2′,7′-Dichloroflourescein diacetate (DCFH-DA) was used to qualitatively evaluate ROS in plants. DCFH-DA can be hydrolyzed by esterase to produce DCFH. However, DCFH does not penetrate the cell membrane, so the probe is easy to accumulate in the cell. DCFH can be oxidized with cellular ROS to form fluorescent DCF. The green fluorescence intensity is directly proportional to the level of ROS.[70] Leaf and root slices were immersed in pH 7.0 phosphate buffered saline (PBS) buffer containing 10 μM DCFH-DA, incubated for 30 min, and then washed three times continuously to remove excess DCFH-DA. Finally, the fluorescence image was observed under a confocal laser scanning microscope (CLSM) with an excitation wavelength of 488 nm and an emission wavelength of 530 nm.

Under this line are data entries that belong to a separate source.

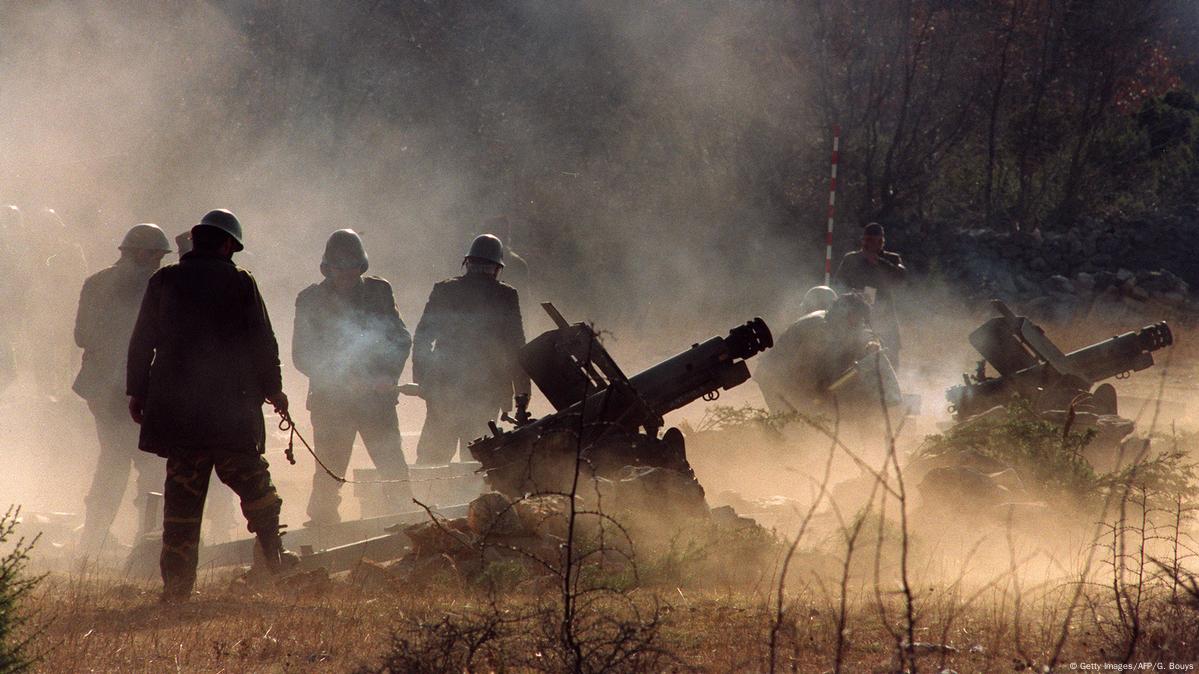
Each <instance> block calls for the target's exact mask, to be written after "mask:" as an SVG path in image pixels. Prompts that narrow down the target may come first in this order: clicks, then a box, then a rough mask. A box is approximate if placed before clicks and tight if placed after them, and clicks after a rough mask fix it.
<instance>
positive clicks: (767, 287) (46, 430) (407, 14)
mask: <svg viewBox="0 0 1199 674" xmlns="http://www.w3.org/2000/svg"><path fill="white" fill-rule="evenodd" d="M807 26H808V22H806V20H805V16H803V14H802V10H801V8H799V7H797V6H795V4H757V2H747V4H692V2H655V4H649V5H646V4H640V2H632V1H619V2H603V4H573V2H549V1H534V0H528V1H519V2H494V4H482V5H481V4H476V2H465V1H458V2H454V1H450V2H439V4H433V5H428V4H404V2H373V4H364V2H355V4H333V2H305V4H281V2H269V1H261V2H252V1H233V0H225V1H219V0H212V1H207V2H149V1H125V2H107V1H100V0H84V1H66V0H60V1H53V0H50V1H46V2H37V4H17V2H8V4H5V5H4V6H2V8H0V104H2V109H4V112H5V114H4V115H0V142H2V144H0V148H2V149H4V154H2V155H0V203H4V204H13V205H16V206H18V207H19V210H20V212H19V216H18V215H13V216H12V217H10V218H8V219H7V222H6V228H5V230H4V236H5V241H4V242H2V243H4V247H5V249H6V251H7V254H8V255H10V257H11V258H13V259H14V260H18V261H19V263H20V265H22V266H24V267H26V269H29V270H30V273H29V276H28V277H23V276H20V275H14V276H10V277H8V278H7V282H6V285H5V293H6V294H7V295H10V296H11V297H12V299H13V301H12V302H11V305H12V306H13V307H16V308H12V309H11V311H10V318H8V327H10V330H11V332H12V333H13V343H14V348H16V366H17V373H18V379H17V381H16V383H14V384H13V385H12V386H10V387H8V389H7V390H6V391H5V392H4V395H2V397H0V414H2V431H0V434H2V449H0V505H2V504H5V503H10V501H11V503H23V504H25V505H26V507H29V508H30V510H65V511H73V512H79V511H80V510H82V497H83V493H84V491H85V488H86V485H88V480H89V477H90V471H91V465H92V464H94V462H95V455H96V447H95V438H94V429H92V425H91V419H90V415H89V414H88V410H86V408H85V405H84V404H83V403H82V402H80V401H79V399H78V398H77V397H76V396H74V395H73V393H72V392H71V391H70V381H71V378H72V377H73V375H74V372H76V371H77V367H78V357H79V356H78V349H74V348H73V344H72V342H71V324H72V320H73V315H74V311H76V302H77V300H78V293H79V287H80V284H82V282H83V278H84V277H85V276H86V275H88V273H94V272H96V271H97V270H100V269H102V267H104V266H106V265H108V264H112V261H114V260H115V259H116V251H115V247H116V243H118V242H119V240H120V237H121V235H122V234H123V233H125V230H126V229H127V228H128V227H129V225H132V224H134V223H138V222H155V223H158V224H161V225H162V227H163V229H164V230H167V233H168V235H171V236H174V235H176V234H180V233H182V231H185V230H187V229H188V228H189V227H191V225H192V224H194V223H195V222H197V219H198V218H199V216H200V215H201V213H204V212H205V211H207V210H209V209H212V207H228V209H230V210H233V211H234V212H235V213H237V216H239V217H240V218H241V219H242V222H243V224H245V227H246V237H247V241H246V251H245V253H241V254H240V255H239V257H237V258H236V260H237V263H239V264H240V265H241V266H243V267H246V269H249V270H251V271H252V272H253V273H254V275H255V277H257V278H258V281H259V284H260V288H261V290H263V293H264V296H265V297H266V301H267V306H269V308H270V311H271V317H272V320H273V323H275V327H276V332H277V335H278V337H279V342H281V348H282V357H283V361H284V367H285V371H284V381H285V390H287V392H288V393H289V395H290V396H291V398H293V401H294V408H295V409H296V410H297V420H299V421H300V423H301V427H302V428H306V427H307V419H305V416H306V415H305V414H303V413H302V407H303V405H302V401H303V397H305V392H306V381H305V379H303V378H302V377H301V375H300V374H299V373H296V372H295V369H294V368H293V367H291V365H290V350H289V343H290V333H291V320H293V314H294V300H295V295H296V294H297V293H299V291H300V290H302V289H303V288H305V287H306V285H307V284H309V283H314V282H318V281H319V279H320V275H319V271H318V264H319V258H320V254H321V251H323V248H324V245H325V240H326V237H327V235H329V233H331V231H332V230H335V229H341V228H354V229H355V230H357V231H360V233H362V234H363V237H364V241H366V246H367V251H368V253H369V255H370V273H376V275H379V276H382V277H385V278H387V279H390V281H391V282H392V284H393V287H394V289H396V296H397V302H398V305H399V309H400V314H402V315H403V317H404V319H405V321H406V323H408V325H409V329H412V327H415V324H416V321H417V320H418V318H420V313H421V309H422V307H423V303H424V300H426V297H427V295H428V290H429V288H430V287H432V284H433V283H434V282H436V281H439V279H441V278H445V277H448V276H452V275H454V273H457V272H458V269H459V263H460V259H462V254H463V252H464V249H465V246H466V245H468V243H469V241H470V239H471V237H472V236H474V235H475V234H478V233H482V231H484V230H486V229H487V228H489V227H492V225H490V224H484V223H500V222H501V221H496V219H493V218H496V217H499V216H502V217H504V218H506V219H505V221H502V222H504V224H501V225H500V227H502V228H504V230H502V231H495V234H499V235H500V236H501V237H504V239H505V240H506V241H508V242H510V243H512V246H513V249H516V251H517V252H518V253H519V254H520V255H523V257H524V258H525V259H526V260H528V263H529V266H530V276H529V279H528V281H526V283H525V287H524V288H522V293H523V301H524V312H525V321H526V332H528V335H529V336H530V337H531V336H534V335H536V333H538V332H541V331H542V330H546V329H548V327H549V323H548V320H547V319H546V318H544V315H543V314H542V312H541V309H540V307H537V302H540V301H547V300H548V301H554V302H555V303H556V305H558V307H559V308H560V309H561V311H562V313H564V314H566V317H567V318H568V319H571V320H589V321H594V323H595V325H596V326H597V327H598V329H601V330H603V331H605V344H607V347H608V349H609V351H610V353H611V354H613V355H614V356H615V357H616V360H617V361H619V362H620V363H621V365H622V367H623V368H625V371H626V372H627V373H629V374H632V373H634V372H638V371H640V369H643V368H645V367H647V366H650V365H652V363H653V362H656V361H658V360H662V359H664V357H667V356H669V355H671V354H674V353H677V351H680V350H682V349H685V348H687V345H689V344H692V343H695V342H699V341H701V339H705V338H707V337H710V336H713V335H725V333H727V332H728V330H729V329H730V327H733V326H735V325H739V324H741V323H743V321H745V320H748V319H749V318H752V317H754V315H763V317H764V318H766V319H767V323H769V324H770V325H771V326H772V327H773V329H775V331H776V333H777V332H781V331H782V330H783V329H785V326H787V325H788V324H789V323H790V321H793V320H795V319H796V318H799V317H797V315H795V307H796V306H797V303H799V297H800V296H801V295H802V293H803V291H805V290H806V289H807V288H808V287H809V285H812V284H815V283H818V282H820V279H821V276H823V267H824V249H823V224H824V213H825V210H824V201H825V199H826V194H825V192H824V188H825V187H824V185H823V183H821V185H811V183H802V182H793V181H799V180H800V179H799V177H797V176H800V175H803V171H800V170H797V168H796V167H799V166H806V164H811V163H813V162H818V163H823V162H825V161H826V152H827V146H826V145H827V144H826V143H825V136H826V133H825V124H824V122H825V120H820V119H817V116H815V115H814V114H813V112H812V110H811V109H808V108H807V104H806V103H805V101H806V100H807V96H806V92H807V91H808V88H809V86H814V83H812V82H811V80H809V77H808V73H809V71H811V68H808V67H807V64H806V61H805V59H806V58H807V55H806V52H805V50H803V44H805V41H806V36H807V32H806V31H807ZM779 194H785V195H787V198H781V197H779ZM856 224H857V223H852V222H849V223H842V224H840V225H839V227H840V228H842V230H846V231H849V230H852V229H855V225H856ZM850 237H851V236H850ZM843 252H844V249H838V254H839V253H843ZM900 252H903V251H900ZM65 257H66V258H70V259H68V260H66V258H65ZM65 260H66V261H65ZM168 260H169V259H168ZM904 303H905V307H904V313H905V317H904V319H903V320H904V329H905V339H906V343H908V347H906V348H905V359H904V368H903V369H902V371H900V373H899V374H900V380H902V383H903V384H904V385H905V386H906V387H908V389H909V390H910V391H911V392H916V393H920V395H921V397H922V399H923V407H924V415H922V417H921V420H917V421H912V425H911V426H909V427H908V429H906V431H905V434H906V435H905V437H910V438H914V440H912V443H915V441H916V440H915V439H918V438H920V437H922V434H924V433H932V432H935V431H936V428H938V425H939V423H941V422H944V421H946V420H947V414H946V413H945V411H944V404H945V403H944V391H945V387H947V386H950V385H952V384H954V383H957V381H959V380H960V374H962V373H963V372H968V371H970V369H971V365H972V361H974V360H975V359H976V356H975V355H974V353H972V350H971V349H970V348H969V344H968V343H966V341H965V336H966V335H968V333H969V331H970V330H972V329H974V327H975V325H977V321H978V320H980V319H981V318H982V315H983V314H981V313H980V309H978V307H972V306H969V305H968V303H966V302H965V301H963V300H962V299H960V297H958V296H956V295H954V293H953V291H951V290H947V289H941V288H920V289H911V290H910V291H909V293H908V295H906V297H905V299H904ZM1129 327H1135V326H1129ZM719 404H733V405H740V404H752V405H758V407H760V405H761V402H760V397H759V395H758V391H757V387H755V386H754V385H753V384H752V383H749V384H746V385H743V386H742V387H740V389H737V390H734V391H731V392H729V393H727V395H725V397H724V398H723V399H722V401H719ZM532 411H534V414H544V413H546V411H548V405H547V404H546V402H544V401H537V399H535V403H534V410H532ZM703 411H704V408H703V407H701V405H698V404H697V405H694V407H693V408H689V409H687V410H681V411H680V413H677V414H675V415H671V417H669V419H668V420H667V421H668V422H681V421H692V422H695V421H697V420H698V417H699V416H700V415H701V414H703ZM422 415H423V410H421V409H420V403H418V402H417V401H414V399H410V398H405V399H402V401H400V419H402V429H403V431H404V432H405V435H406V445H405V447H406V450H408V451H409V452H411V451H412V450H414V447H415V443H414V441H412V438H411V434H412V433H415V432H416V431H418V429H420V423H421V420H422ZM270 444H271V447H272V453H271V456H270V458H271V459H272V464H273V465H277V467H278V468H276V474H277V481H278V482H279V483H281V491H282V494H283V497H284V501H285V519H287V518H288V517H287V516H288V514H289V513H290V519H291V520H295V522H299V520H300V519H302V518H301V517H299V516H297V514H296V513H297V512H299V510H297V508H300V507H301V504H302V503H303V501H305V500H306V497H307V485H308V481H309V475H311V474H309V473H308V471H309V470H311V469H309V468H308V465H307V464H306V463H301V465H300V467H295V468H290V467H287V465H285V464H282V456H281V455H279V452H278V451H277V449H278V447H281V446H282V439H281V438H277V437H276V438H273V439H272V440H271V443H270ZM814 444H815V445H818V446H821V445H823V440H817V441H814ZM909 446H911V445H909ZM363 458H364V457H363V456H362V452H357V453H356V458H355V462H356V463H355V464H356V465H357V464H359V463H357V462H360V461H362V459H363ZM793 459H794V461H793V462H791V463H790V464H785V465H784V464H777V465H761V467H760V468H748V467H747V468H745V469H743V470H742V469H739V470H737V471H734V473H735V475H736V479H735V480H727V481H725V482H724V483H722V482H721V479H722V477H721V476H716V475H713V476H712V477H711V483H710V485H709V482H707V480H709V479H710V477H709V476H706V475H704V474H703V471H700V473H701V474H700V480H701V481H704V482H705V485H706V486H709V492H710V493H712V494H716V493H718V492H721V491H723V489H734V488H735V489H739V491H745V492H746V493H747V494H748V495H770V494H772V493H778V494H783V495H787V497H791V498H802V497H805V495H806V494H808V493H809V488H808V487H809V485H808V482H807V476H809V475H812V474H814V473H815V465H813V462H812V461H811V455H809V453H805V452H800V453H797V455H795V457H793ZM784 463H785V462H784ZM730 475H731V474H730ZM755 488H757V489H758V492H759V493H754V489H755ZM127 507H128V506H126V508H127ZM294 508H295V510H294ZM126 514H128V512H127V511H126ZM131 519H132V518H131V517H126V516H122V518H121V520H123V522H129V520H131Z"/></svg>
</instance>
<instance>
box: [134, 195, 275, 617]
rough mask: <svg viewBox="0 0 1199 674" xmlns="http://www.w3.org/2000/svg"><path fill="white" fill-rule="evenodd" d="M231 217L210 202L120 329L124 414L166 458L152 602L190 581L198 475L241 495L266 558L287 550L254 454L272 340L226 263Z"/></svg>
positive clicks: (245, 289) (258, 292) (239, 224)
mask: <svg viewBox="0 0 1199 674" xmlns="http://www.w3.org/2000/svg"><path fill="white" fill-rule="evenodd" d="M241 231H242V230H241V223H240V222H239V221H237V218H236V217H235V216H234V215H233V213H231V212H229V211H227V210H215V211H210V212H209V213H206V215H205V216H204V218H203V219H200V223H199V224H197V225H195V227H193V228H192V245H193V249H192V252H189V253H187V254H185V255H183V258H182V259H181V260H180V261H179V264H173V265H169V266H165V267H163V269H161V270H158V271H157V272H155V275H153V276H152V277H150V283H149V285H147V287H146V293H145V297H144V299H143V301H141V309H140V312H139V314H138V320H137V325H135V326H134V329H133V336H132V338H131V341H129V354H128V374H127V393H128V395H129V415H131V416H132V417H133V421H135V422H138V423H140V425H141V435H140V443H139V446H140V447H141V449H143V450H145V451H147V452H153V453H156V455H158V456H161V457H164V458H165V459H167V483H165V488H164V491H163V497H164V499H165V505H164V512H163V531H162V556H161V559H159V566H161V568H162V580H163V595H162V598H163V601H164V602H181V601H186V600H187V598H188V597H189V596H191V594H192V589H193V586H194V584H195V565H197V560H198V547H199V540H200V520H201V518H203V512H204V500H205V498H206V495H207V491H209V480H210V477H211V474H212V470H213V469H216V474H217V477H219V479H221V481H222V482H224V483H225V485H228V486H229V487H230V488H231V489H233V491H234V492H236V493H237V497H239V498H240V499H241V511H242V513H243V514H245V516H246V519H247V522H248V525H249V526H248V528H249V530H251V531H253V532H254V535H255V536H257V537H258V543H259V546H260V548H261V552H263V553H264V556H265V560H266V566H267V568H269V570H270V571H272V572H277V571H279V568H281V567H282V565H283V561H284V560H287V559H288V554H289V553H284V552H283V546H282V541H281V538H279V507H281V505H282V503H283V501H282V499H279V495H278V493H277V492H276V491H275V485H272V483H271V473H270V467H269V465H267V463H266V459H265V458H264V457H263V452H264V450H265V443H266V428H265V423H264V420H263V402H264V401H266V402H269V403H271V404H272V405H273V407H275V410H276V413H278V414H282V415H287V413H288V397H287V396H285V395H284V393H283V383H282V375H281V372H279V351H278V344H277V343H276V341H275V332H273V330H272V329H271V320H270V317H269V315H267V313H266V305H265V303H264V302H263V296H261V295H260V294H259V291H258V284H257V283H255V282H254V277H253V276H251V275H249V272H247V271H245V270H241V269H239V267H237V266H236V265H234V263H233V254H234V252H236V251H241V249H242V248H243V245H242V234H241Z"/></svg>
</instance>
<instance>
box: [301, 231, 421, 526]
mask: <svg viewBox="0 0 1199 674" xmlns="http://www.w3.org/2000/svg"><path fill="white" fill-rule="evenodd" d="M367 267H368V260H367V252H366V248H364V247H363V246H362V239H361V237H360V236H359V234H357V233H356V231H354V230H353V229H339V230H337V231H335V233H333V234H332V235H331V236H330V237H329V242H327V243H326V245H325V255H324V258H321V260H320V273H321V275H323V276H324V277H325V281H323V282H321V283H317V284H313V285H309V287H308V288H306V289H305V290H303V291H302V293H300V296H299V297H296V318H295V336H294V339H293V343H291V354H293V359H294V360H295V365H296V369H299V371H300V372H302V373H303V374H305V375H307V377H308V410H309V411H311V413H312V426H313V440H314V441H315V449H317V452H318V453H319V455H320V456H321V458H323V459H324V461H325V463H326V464H327V465H329V468H330V469H331V470H332V471H333V473H337V474H338V475H342V474H344V473H345V470H347V468H348V467H349V463H350V450H351V449H353V446H354V438H355V437H356V435H360V434H361V435H362V441H363V443H364V444H366V446H367V452H369V455H370V461H373V462H374V464H375V467H376V468H378V469H379V475H380V476H381V477H382V479H384V480H406V479H408V463H406V462H405V461H404V452H403V449H402V445H400V435H399V419H398V417H397V415H396V403H397V398H398V384H399V375H400V373H402V372H403V371H404V363H405V362H408V350H409V349H410V348H411V345H412V339H411V337H410V336H409V333H408V327H405V326H404V321H403V319H402V318H400V317H399V312H398V311H397V309H396V299H394V296H393V295H392V290H391V284H390V283H387V282H386V281H384V279H382V278H379V277H378V276H362V275H363V273H366V271H367ZM339 488H341V483H339V482H337V481H336V480H333V479H332V477H330V476H329V475H326V474H325V471H324V470H323V469H321V468H320V467H319V465H318V467H315V474H314V475H313V479H312V497H311V498H309V500H308V517H309V518H311V522H309V523H308V524H317V525H323V524H336V523H337V522H339V520H341V517H339V516H338V513H337V506H338V504H339V503H341V498H339V497H338V494H337V492H338V489H339ZM384 494H385V498H386V499H387V501H388V505H390V506H391V507H392V508H393V510H394V511H399V510H402V508H403V507H404V505H405V504H406V503H408V501H409V500H410V499H411V491H410V488H409V485H406V483H390V485H386V486H385V489H384Z"/></svg>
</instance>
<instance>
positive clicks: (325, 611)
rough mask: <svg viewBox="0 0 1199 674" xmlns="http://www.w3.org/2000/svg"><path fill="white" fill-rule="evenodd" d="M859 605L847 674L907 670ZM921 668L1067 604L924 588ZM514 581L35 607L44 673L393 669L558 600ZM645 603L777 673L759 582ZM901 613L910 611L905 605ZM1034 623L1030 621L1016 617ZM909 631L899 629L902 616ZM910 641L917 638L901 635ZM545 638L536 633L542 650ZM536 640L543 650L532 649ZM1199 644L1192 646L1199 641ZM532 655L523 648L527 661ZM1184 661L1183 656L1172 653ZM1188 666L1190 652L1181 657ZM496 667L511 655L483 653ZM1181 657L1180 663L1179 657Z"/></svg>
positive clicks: (513, 656) (347, 581)
mask: <svg viewBox="0 0 1199 674" xmlns="http://www.w3.org/2000/svg"><path fill="white" fill-rule="evenodd" d="M794 592H795V594H794V595H793V596H791V597H789V600H788V602H787V604H788V606H787V612H785V615H784V621H783V624H782V625H783V627H782V628H781V630H779V632H778V637H777V646H776V668H777V670H779V672H826V670H832V669H833V666H835V661H836V656H835V654H836V650H837V646H836V633H837V618H838V606H837V603H836V601H835V597H833V596H830V595H826V594H824V592H823V591H821V589H819V588H815V586H807V588H799V589H796V590H795V591H794ZM861 594H862V596H860V597H858V596H856V595H855V598H851V600H850V606H849V609H848V614H846V615H848V619H846V625H848V627H846V631H845V645H844V654H843V663H842V667H843V670H844V672H888V670H894V667H896V662H897V660H896V657H894V654H896V651H897V646H896V643H897V642H896V637H894V636H892V634H891V633H888V631H887V630H886V628H884V626H882V622H881V621H880V618H879V614H878V609H876V607H875V606H874V602H873V597H870V596H869V591H868V590H866V589H863V590H862V592H861ZM921 595H922V597H921V603H922V606H923V608H922V609H921V615H920V625H921V626H920V627H918V630H917V634H916V636H917V638H916V643H917V648H916V650H915V654H916V663H917V666H918V667H920V668H921V669H923V670H932V672H940V670H944V669H951V670H957V672H1012V670H1013V669H1017V670H1018V668H1017V666H1022V664H1029V666H1036V664H1043V663H1046V662H1048V661H1049V658H1050V657H1052V651H1053V645H1054V642H1055V638H1056V637H1058V633H1056V630H1055V626H1056V624H1058V621H1059V620H1060V619H1061V616H1060V613H1061V610H1062V608H1061V606H1056V607H1054V606H1052V602H1046V603H1040V604H1034V606H1032V607H1031V609H1030V607H1029V606H1025V607H1024V610H1025V613H1024V615H1023V616H1020V618H1019V619H1017V618H1016V615H1014V614H1013V610H1014V609H1016V607H1014V604H1013V602H1012V601H1011V597H1005V596H1004V594H1002V592H999V591H996V592H992V594H988V595H987V596H986V597H983V598H981V600H977V601H975V603H972V604H971V606H969V607H965V608H963V606H962V603H963V597H962V595H960V594H959V592H958V589H957V588H948V586H929V588H922V589H921ZM548 598H549V597H548V596H544V595H541V596H538V595H535V594H526V592H514V594H508V595H505V596H504V598H502V600H501V601H500V603H499V604H498V608H496V607H492V606H490V603H489V598H488V597H487V596H486V595H483V594H472V592H470V591H463V590H462V589H456V588H424V589H421V588H373V589H372V588H363V586H361V585H355V584H354V583H353V582H351V580H348V579H345V578H342V579H335V580H332V582H330V583H327V584H324V585H321V586H319V588H318V586H313V588H307V589H302V590H297V589H296V588H294V586H293V588H285V586H284V588H279V589H273V588H269V589H265V590H260V591H252V592H248V594H247V592H246V591H245V589H243V588H231V586H230V582H229V579H228V578H213V579H210V582H207V583H206V584H204V585H203V586H201V591H200V595H199V596H198V597H197V598H195V601H193V602H191V603H188V604H183V606H159V604H158V603H156V601H155V600H156V590H155V589H153V588H152V586H149V585H138V584H127V583H120V582H115V580H110V579H102V578H85V579H80V578H62V577H54V578H48V579H47V580H46V583H44V584H43V586H42V589H41V591H40V592H38V595H37V597H36V600H35V602H34V607H35V609H36V615H37V619H38V621H41V622H42V624H44V625H46V631H44V633H43V636H42V637H41V638H40V639H38V646H40V649H41V650H42V652H43V655H44V660H43V661H42V663H41V664H40V667H38V669H40V670H44V672H213V673H216V672H347V670H354V669H357V668H374V667H378V666H379V664H380V663H381V662H382V660H384V658H385V656H386V655H387V654H388V652H390V651H391V649H392V645H391V637H392V634H400V636H409V637H411V636H414V634H422V633H427V631H426V632H422V631H421V627H420V625H422V624H424V625H430V624H436V622H438V621H440V620H442V619H446V618H447V616H448V618H454V616H457V618H459V619H463V620H468V619H471V618H472V616H480V615H486V614H487V613H488V612H493V610H501V612H519V610H522V609H523V608H528V607H530V606H535V604H537V603H538V602H543V601H547V600H548ZM634 600H635V601H638V602H640V603H643V604H649V603H653V602H656V603H657V606H658V607H661V613H662V616H663V624H662V627H661V633H659V636H658V640H657V642H656V648H658V649H661V650H662V651H663V652H664V654H665V655H667V657H665V658H663V660H662V661H661V662H659V666H661V667H662V669H652V670H679V672H683V670H689V672H764V670H767V669H769V664H770V638H771V628H772V620H773V616H775V614H773V604H772V603H767V601H766V597H765V596H764V595H763V594H759V592H754V591H751V590H739V591H715V590H711V589H707V590H705V589H703V588H693V586H689V585H688V584H681V585H679V586H675V588H664V586H661V588H650V589H643V590H637V591H635V592H634ZM887 603H888V609H890V610H891V616H890V618H891V619H892V620H896V619H898V616H899V615H900V613H902V608H900V607H899V604H898V603H896V602H893V601H890V602H887ZM1017 622H1019V624H1020V628H1019V631H1017V628H1016V625H1017ZM896 628H898V627H896ZM1102 632H1103V628H1102V625H1096V624H1093V622H1091V621H1089V620H1087V619H1083V620H1077V621H1076V622H1074V624H1072V626H1071V636H1072V639H1071V642H1070V643H1068V644H1067V648H1066V650H1065V651H1064V652H1062V655H1061V657H1060V662H1061V663H1062V669H1064V670H1065V669H1066V668H1068V667H1070V663H1079V662H1109V661H1114V660H1113V658H1116V656H1115V654H1111V652H1105V651H1104V648H1105V643H1104V640H1103V638H1102ZM900 638H903V637H902V636H900ZM532 646H535V644H534V645H532ZM532 646H530V648H532ZM1192 652H1193V651H1192ZM529 655H530V652H529V651H526V652H512V654H511V657H512V660H511V661H510V662H508V663H507V666H510V667H516V668H517V669H518V670H526V669H529V668H528V667H523V666H520V662H522V661H525V660H528V656H529ZM1165 662H1170V661H1165ZM1177 663H1179V664H1182V661H1177ZM472 664H474V667H476V668H477V669H476V670H482V672H486V670H489V669H494V668H496V667H498V666H499V667H504V663H501V662H487V658H486V657H483V656H480V657H478V661H477V662H474V663H472ZM1167 667H1168V664H1167Z"/></svg>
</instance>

Elemental Content Analysis

Lettuce shoot and root were thoroughly washed three times with deionized water to remove dust and residual ZnO QDs. Then, the shoot and root tissues were dried in an oven at 70 °C for 2 days. The dry sample was pulverized into powder and 300 mg were put into centrifugal tubes. The contents of Ca, Mg, Zn, B, Fe, and Mn were successfully determined by flame atomic absorption spectrometry.[71]

Statistical Analysis

Statistical analysis was performed using IBM SPSS (version 22, SPSS, Inc.). The mean values were compared using analysis of variance (ANOVA), and the results were reported as mean ± standard deviation (SD). The P value below 0.05 indicates a statistically significant difference.

Conclusions

In the present work, foliar application of ZnO QDs could influence the antioxidant status of lettuce, thereby affecting the changes of antioxidant enzyme activity, chlorophyll content, soluble protein, and biomass. ZnO QD exposure at low levels (50, 100, 200 mg·L–1) significantly improved the lettuce biomass and nutritional quality because ZnO QDs promote the uptake and translocation of nutrients. However, when lettuce was exposed at 500 mg·L–1, increased ROS fluorescent intensity and MDA content and decreased CAT, POD, and SOD activities were observed. In this study, the preliminary relationship between ZnO QDs and lettuce growth was understood. Nevertheless, additional work should be done to explore the potential mechanism of ZnO QD impact on plants for agricultural and biotechnology applications.